ABC News' Cecilia Vega reports:
President Obama said today he has no doubt Iraq will succeed as an independent, post-war nation, but that history will judge America's decision to invade the country nearly nine years ago.
Obama and Iraqi Prime Minister Nouri al-Maliki stood side-by-side after a morning meeting at the White House where they discussed the final days of U.S. troop presence in Iraq and future relations between the two countries.
"As we end this war and as Iraq faces its future, the Iraqi people must know that you will not stand alone," Obama told Maliki during a joint news conference. "You have a strong and enduring partner in the United States of America."
About 6,000 U.S. troops remain in advance of the Dec. 31 withdraw deadline, down from 170,000 at the peak in 2007.
Obama said the United States will still maintain a "strong diplomatic presence" inside Iraq, including about 16,000 people working in the embassy in Baghdad, but all troops will leave the country and all military bases will close.
And while Obama said America does not want "to create big footprints" inside the country, he also warned other nations not to interfere with a sovereign Iraq.

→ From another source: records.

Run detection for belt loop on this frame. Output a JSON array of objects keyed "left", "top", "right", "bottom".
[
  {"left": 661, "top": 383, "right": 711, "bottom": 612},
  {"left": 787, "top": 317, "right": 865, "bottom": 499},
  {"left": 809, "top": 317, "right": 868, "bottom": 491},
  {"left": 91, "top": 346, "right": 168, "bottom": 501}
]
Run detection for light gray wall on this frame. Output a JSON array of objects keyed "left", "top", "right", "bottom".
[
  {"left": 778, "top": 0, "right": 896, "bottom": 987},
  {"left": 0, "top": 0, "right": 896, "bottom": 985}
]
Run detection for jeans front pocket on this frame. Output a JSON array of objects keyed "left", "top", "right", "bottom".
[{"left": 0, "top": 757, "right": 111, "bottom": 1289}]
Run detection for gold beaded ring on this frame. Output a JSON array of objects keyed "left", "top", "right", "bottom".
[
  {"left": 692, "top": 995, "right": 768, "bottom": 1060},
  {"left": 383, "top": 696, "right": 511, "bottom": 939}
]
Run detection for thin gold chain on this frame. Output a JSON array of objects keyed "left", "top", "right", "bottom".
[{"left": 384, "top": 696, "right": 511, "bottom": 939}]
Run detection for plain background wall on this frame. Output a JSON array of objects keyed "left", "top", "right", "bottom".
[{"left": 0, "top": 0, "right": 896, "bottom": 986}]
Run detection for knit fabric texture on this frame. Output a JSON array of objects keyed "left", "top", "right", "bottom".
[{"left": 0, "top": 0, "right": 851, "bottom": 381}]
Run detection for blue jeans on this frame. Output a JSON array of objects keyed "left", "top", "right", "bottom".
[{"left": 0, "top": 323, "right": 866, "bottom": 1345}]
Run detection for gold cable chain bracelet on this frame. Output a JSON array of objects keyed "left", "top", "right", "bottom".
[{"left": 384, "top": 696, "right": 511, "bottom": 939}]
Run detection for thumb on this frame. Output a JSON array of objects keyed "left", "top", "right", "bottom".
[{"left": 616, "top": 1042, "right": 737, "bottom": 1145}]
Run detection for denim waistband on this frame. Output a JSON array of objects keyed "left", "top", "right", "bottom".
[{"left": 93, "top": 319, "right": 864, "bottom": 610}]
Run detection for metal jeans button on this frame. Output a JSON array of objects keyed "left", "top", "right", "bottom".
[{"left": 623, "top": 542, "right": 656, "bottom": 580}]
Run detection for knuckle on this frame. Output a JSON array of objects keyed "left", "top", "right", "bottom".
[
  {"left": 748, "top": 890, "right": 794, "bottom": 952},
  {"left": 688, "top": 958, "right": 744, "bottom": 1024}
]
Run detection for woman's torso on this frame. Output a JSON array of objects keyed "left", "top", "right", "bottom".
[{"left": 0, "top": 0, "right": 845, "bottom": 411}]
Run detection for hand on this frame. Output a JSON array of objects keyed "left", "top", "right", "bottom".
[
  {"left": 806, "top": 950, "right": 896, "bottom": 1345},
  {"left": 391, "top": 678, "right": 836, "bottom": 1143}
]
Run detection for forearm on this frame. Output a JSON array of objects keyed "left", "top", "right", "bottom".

"We discussed how the United States could help Iraq train and equip its forces, not by stationing American troops there or with U.S. bases in Iraq - those days are over - but rather the kind of training and assistance we offer to other countries," Obama said.
The two countries will continue to have strong military ties and today National Security Council spokesman Tommy Vietor said the administration notified Congress of its intent to sell 18 more F-16 fighter jets to Iraq.
Maliki said goals set between Iraq and the United States were achieved.
"Iraq had a political process established, a democratic process, and adoption of the principles of elections," he said.
After the joint news conference, Obama and Maliki visited Arlinton National Cemetery, where some of the nearly 4,500 Americans killed during the war are buried.